Deadline 15 Apr 2020


In his book “Mobilities” (Polity Press, 2007), John Urry has highlighted how the movement of people and goods represents, today more than in the past, a pervasive and characterizing condition of the human presence in the world such as to entails a new sociological paradigm for the interpretation of contemporary reality. The multiplication of interpersonal contacts, made possible by ICTs, has proved to be a powerful generator of new demand for mobility. Furthermore, factors related to the demographic and economic growth of emerging countries, the globalization of markets (including tourism, specifically oriented to transforming travel to any destination into a mass product) and increasingly wider social and economic realities of planetary urbanization have become increasingly important.
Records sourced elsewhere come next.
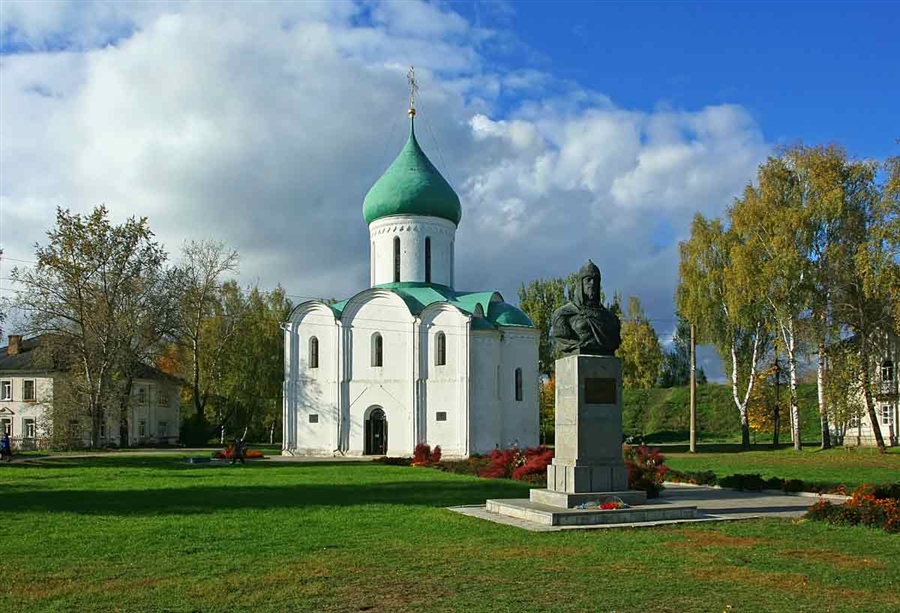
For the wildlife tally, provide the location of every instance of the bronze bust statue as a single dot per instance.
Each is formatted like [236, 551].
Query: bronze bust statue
[584, 326]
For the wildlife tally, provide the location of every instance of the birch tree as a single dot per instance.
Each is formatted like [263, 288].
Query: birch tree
[203, 265]
[640, 350]
[87, 283]
[707, 297]
[769, 259]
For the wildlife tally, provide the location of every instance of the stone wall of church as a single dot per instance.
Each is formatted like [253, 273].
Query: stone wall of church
[521, 418]
[391, 386]
[444, 398]
[312, 390]
[412, 232]
[485, 398]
Deadline submission: 15 April 2020

Guest editors: Francesco Alberti and Iacopo Zetti

According to the UN High-level Political Forum on Sustainable Development (HLPF), mobility and transport have a significant impact on the implementation of most of the goals of the 2030 Agenda for sustainable development. In this regard, for sustainability and effects on the climate, a recognized aim is the overall reduction of movements made with motorized vehicles, eliminating as far as possible the link between economic growth and transport demand: an objective that leads us to reflect critically on current models of organization, management and control of mobility at different levels.

Mobility, seen as a right, inside the general framework of the “right to the city”, calls into question social justice issues (Sheller) in terms of accessibility to territories and transport systems (Burja, Muxì), proving to be a significant indicator of inequalities between strong and weak subjects by social position, geographical origin, income, gender, physical conditions, etc.

This first issue of the new series of CONTESTI, with an explicit reference – in its title – to the broad meaning provided by Urry, is dedicated to the movement of people and goods seen as a factor of transformation, in relation both to spatial and environmental components, both to the social, economic and political dimension of such changes.

In particular, the issue calls for theoretical or methodological contributions and case studies focused on the following topics:

  • contributions on urban and territorial sustainability of mobility, also concerning issues related to climate change, energy transition and the overall quality of the urban environment, pursued (or contradicted) by practices, policies and projects concerning mobility and transport;
  • presentation of significant interventions of urban regeneration and enhancement of landscapes connected to new infrastructures or sustainable mobility services;
  • studies and reflections on mobility as a right, to be assured to all citizens through the removal of social, cultural, economic and physical-sensorial obstacles which in different contexts prevent or limit their enjoyment;
  • analysis and research on the relationship between tourism, mobility and sustainability.